Before anyone noticed them stopping, he put an arm around her waist and ushered her inside. “It’s an elevator. It takes us up to the ninth floor, where my mother is held.”

She turned around the way he did and faced the front as the door glided closed. “I don’t like being locked in a metal box.”

“I can’t really blame you, but it’s fine, honest. It’s just a device that goes up and down, nothing else.”

“Aren’t there stairs?”

“There’s a fire escape on the outside of the building, but you can’t use it except in an emergency. The regular stairway is kept locked to control access to the ninth floor.”

Jax tensed at every clunk and clatter of the elevator’s ascent through the building. She only seemed to relax when it wobbled to a stop and the doors opened.

As she stepped out, her gaze swept the nurses’ station, taking in everything, noting the position of everyone working behind the counter. There were four nurses, three female and one male, plus a woman at the computer. Back down the hall Alex could see an orderly getting a mop and bucket out of a utility room. He was sure that Jax was also checking to make sure that she didn’t recognize anyone.

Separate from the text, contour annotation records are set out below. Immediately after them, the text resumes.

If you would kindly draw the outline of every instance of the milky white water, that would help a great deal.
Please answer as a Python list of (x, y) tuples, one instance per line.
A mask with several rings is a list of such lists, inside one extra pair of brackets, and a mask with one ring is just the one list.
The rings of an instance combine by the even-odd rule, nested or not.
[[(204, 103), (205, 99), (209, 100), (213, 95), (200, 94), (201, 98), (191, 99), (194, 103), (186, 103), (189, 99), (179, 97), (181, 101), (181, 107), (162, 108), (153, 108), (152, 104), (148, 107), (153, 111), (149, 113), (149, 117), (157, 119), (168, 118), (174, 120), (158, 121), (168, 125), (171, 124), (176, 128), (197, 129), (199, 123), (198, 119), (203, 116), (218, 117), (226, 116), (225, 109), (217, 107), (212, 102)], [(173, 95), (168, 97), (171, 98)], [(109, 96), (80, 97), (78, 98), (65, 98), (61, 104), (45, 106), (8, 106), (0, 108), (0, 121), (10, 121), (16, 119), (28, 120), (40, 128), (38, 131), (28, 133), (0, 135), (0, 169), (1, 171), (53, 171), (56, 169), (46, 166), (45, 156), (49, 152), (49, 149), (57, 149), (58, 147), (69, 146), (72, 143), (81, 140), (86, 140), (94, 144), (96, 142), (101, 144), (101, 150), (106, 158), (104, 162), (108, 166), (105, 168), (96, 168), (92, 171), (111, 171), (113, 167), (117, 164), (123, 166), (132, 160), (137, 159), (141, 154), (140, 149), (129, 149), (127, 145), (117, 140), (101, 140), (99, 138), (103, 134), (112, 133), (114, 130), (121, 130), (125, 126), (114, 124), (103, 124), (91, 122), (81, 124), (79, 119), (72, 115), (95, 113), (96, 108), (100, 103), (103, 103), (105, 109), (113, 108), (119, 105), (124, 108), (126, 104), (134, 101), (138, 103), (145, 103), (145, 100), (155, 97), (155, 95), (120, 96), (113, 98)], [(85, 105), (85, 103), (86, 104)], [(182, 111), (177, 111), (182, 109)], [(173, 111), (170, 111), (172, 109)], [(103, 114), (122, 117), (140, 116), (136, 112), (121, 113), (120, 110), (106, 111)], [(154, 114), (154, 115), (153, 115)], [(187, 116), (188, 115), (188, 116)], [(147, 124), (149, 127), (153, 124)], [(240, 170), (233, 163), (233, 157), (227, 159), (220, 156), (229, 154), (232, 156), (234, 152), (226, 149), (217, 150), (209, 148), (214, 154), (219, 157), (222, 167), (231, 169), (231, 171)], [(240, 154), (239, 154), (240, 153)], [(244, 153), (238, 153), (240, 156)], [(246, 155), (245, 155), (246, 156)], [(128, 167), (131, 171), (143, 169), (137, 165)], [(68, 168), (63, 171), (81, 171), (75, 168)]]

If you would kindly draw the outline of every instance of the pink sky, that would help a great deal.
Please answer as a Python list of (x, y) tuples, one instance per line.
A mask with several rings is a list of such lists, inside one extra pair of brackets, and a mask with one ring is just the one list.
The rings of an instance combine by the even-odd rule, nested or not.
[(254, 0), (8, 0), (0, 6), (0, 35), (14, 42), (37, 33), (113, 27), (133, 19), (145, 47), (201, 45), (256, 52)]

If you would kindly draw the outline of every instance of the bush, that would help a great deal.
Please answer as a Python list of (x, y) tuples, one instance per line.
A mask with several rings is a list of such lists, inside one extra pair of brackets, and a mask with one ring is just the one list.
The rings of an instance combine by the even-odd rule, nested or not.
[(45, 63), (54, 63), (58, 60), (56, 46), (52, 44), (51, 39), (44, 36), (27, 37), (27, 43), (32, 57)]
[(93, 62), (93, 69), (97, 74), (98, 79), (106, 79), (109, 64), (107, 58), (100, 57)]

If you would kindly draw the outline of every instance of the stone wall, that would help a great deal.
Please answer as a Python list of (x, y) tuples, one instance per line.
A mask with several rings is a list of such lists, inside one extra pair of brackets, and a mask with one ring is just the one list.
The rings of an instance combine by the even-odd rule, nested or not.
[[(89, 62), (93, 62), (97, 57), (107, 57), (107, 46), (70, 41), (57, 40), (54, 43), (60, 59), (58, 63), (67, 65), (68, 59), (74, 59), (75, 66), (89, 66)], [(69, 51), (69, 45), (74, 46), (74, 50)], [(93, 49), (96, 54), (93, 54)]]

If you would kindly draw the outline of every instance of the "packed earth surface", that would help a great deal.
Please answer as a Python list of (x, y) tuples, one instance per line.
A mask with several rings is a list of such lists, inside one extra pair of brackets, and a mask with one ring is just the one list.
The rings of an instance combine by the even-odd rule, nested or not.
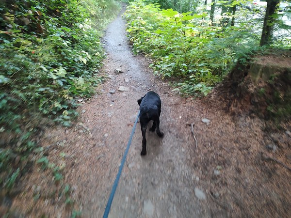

Standing at the high counter at the nurses’ station, Alex signed his name and wrote in the time. Not a lot of people visited the ninth floor. He saw his signature from previous visits several places higher up on the sheet. He slid the clipboard over and motioned Jax to step up to the counter.

“You need to sign your name and write down the time,” he said under his breath. “Sign your name on the line below mine and copy the time I put in.”

Alex watched her sign her name. He hadn’t known her last name before. When she had finished he slid it back across the counter to one of the nurses on duty. The big, hunched orderly spotted the two of them through the large window in the pharmacy and came out to greet them.

“Alex, what have we here?” Henry broke into a rare grin as he stared at Jax.

“Henry, this is Jax, my fiancée. Jax, this is Henry.”

She didn’t blanch at the size of the man the way most people did. “Nice to meet you, Henry.”

Henry smiled at the sound of his name coming from her lips. “I had begun to worry about Alex, but I can see now that he was just waiting for the right woman to come along.”

“You have that right,” Alex said. Eager not to be pulled into a “How’d you two meet?” conversation, he changed the subject. “How is my mother doing?”

Henry shrugged. “Same. You know the way she is. At least she hasn’t been causing a ruckus lately.”

“That’s good,” Alex said as he followed Henry to the solid oak door leading to the women’s wing.

In her sweep of the area, Jax noted a man — a patient — staring at them through the little window in the door to the men’s wing. She turned back and watched as the orderly pulled his keys out on the cable extending from the reel attached to his belt and then unlocked the door. He ducked and glanced through the window before tugging open the heavy door.

“Your mother was in the sunroom last time I did rounds. You two have a nice visit.” Henry handed Alex the plastic key for the buzzer. “Ring when you’re finished, Alex.”

Alex had probably heard the man say “Ring when you’re finished” a few hundred times. It seemed he should realize that Alex would know the routine.

Jax glanced at the varnished oak doors to each side as they made their way down the long corridor toward the sunroom. He knew that she was calculating every threat, watching for any source of trouble. Of all the places that concerned him, Alex didn’t really think this was a place they had to worry about. Still, Jax’s attitude was making him jumpy.

“We’re locked in here?” she asked. “There is no way for us to get out on our own if we have to?”

“That’s right. If we could get out, then so could the patients, and they don’t want that. We have to go back out the way we came in. There’s a fire escape that goes downstairs on the side of the building,” he said as he gestured surreptitiously ahead to the fire exit, “but the door is locked. A nurse or an orderly would have to unlock it. There’s a stairway in the back of the nurses’ station. It’s kept locked along with the elevator.”

When they reached the sunroom, Alex spotted his mother alone on a couch against the far wall.

She saw Alex coming. He could tell by the look in her eyes that she recognized him.